In my class yesterday, I remembered how yoga can stir up my emotions–sometimes in unpleasant ways.
It was a new teacher this time, a guy who has been a student at Yoga East and has just started teaching classes there. I know that every teacher is different. However, I’ve been to the Friday morning Hatha class several times before and was used to a more layed-back style. Longer times in the poses, and a few breaks in the class to rest and listen to instruction. This is what I was expecting yesterday, but it was not what I got. This time, it was a very fast paced, flow style class that was more like the Ashtanga classes I used to attend regularly than any Hatha class. More effort. And my little inner voice was running constantly–this is not what I intended to do today!
I was emotionally distressed throughout the whole class. I felt like my inner spoiled brat was wanting to throw a tantrum at all the effort I was being asked to make! It was actually a very good class. I found that I am getting stronger in the upper body than I was just a few months ago, and there was only one pose in the whole class that I was just unable to do. I even tried out doing the wheel pose for the first time–can’t get my arms straight yet, but I’m getting closer. We did a lot of dolphin pose (which is one I couldn’t even manage for a second back when I first tried it.) We also did lord of the dance, with a strap of course since I (nor anyone else in the class apparently) can not reach up behind my head and grab one of my feet. And it felt wonderful!
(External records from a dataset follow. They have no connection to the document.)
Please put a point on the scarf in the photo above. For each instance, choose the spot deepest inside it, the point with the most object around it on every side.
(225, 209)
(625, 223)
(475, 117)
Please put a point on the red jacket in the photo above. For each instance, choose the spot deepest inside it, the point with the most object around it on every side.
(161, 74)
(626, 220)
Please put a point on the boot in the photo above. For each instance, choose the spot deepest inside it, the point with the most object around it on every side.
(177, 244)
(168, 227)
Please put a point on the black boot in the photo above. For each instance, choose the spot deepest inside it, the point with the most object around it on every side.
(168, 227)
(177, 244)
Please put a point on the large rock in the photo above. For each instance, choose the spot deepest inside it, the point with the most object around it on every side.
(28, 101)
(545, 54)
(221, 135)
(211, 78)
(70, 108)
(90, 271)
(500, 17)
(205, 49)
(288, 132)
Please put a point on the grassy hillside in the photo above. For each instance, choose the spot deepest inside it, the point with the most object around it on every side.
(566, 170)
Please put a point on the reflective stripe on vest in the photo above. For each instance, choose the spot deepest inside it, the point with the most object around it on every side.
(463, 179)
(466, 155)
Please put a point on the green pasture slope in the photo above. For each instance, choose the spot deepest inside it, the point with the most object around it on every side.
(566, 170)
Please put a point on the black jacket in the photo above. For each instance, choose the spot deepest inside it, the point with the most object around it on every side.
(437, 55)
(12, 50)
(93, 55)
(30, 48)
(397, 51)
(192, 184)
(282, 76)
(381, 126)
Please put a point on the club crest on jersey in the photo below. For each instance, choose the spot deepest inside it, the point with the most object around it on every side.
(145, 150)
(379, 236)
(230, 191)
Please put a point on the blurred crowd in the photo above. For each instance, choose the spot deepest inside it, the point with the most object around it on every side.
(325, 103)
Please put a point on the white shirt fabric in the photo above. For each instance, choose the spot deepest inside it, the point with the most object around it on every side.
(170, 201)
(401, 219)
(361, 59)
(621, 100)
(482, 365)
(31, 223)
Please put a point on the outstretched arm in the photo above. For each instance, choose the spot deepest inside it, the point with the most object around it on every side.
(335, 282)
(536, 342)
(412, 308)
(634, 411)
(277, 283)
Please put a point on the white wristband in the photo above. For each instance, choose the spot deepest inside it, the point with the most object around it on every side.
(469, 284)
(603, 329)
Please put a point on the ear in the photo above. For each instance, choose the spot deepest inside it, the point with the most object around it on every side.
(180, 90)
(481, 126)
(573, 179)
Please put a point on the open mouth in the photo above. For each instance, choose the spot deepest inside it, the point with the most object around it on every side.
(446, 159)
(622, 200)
So why the emotional messiness? Not sure, other than the class messing with my expectation. Due to stuff like this, one of the things yoga is teaching me is not to be controlled by my emotions. Sometimes you just have to keep going, even if you don’t feel like it. It makes good practice for all the times I have to make an effort when I really don’t feel like it–like at work. I am glad that I stuck with the class. Even though I am rather sore today from the exertion.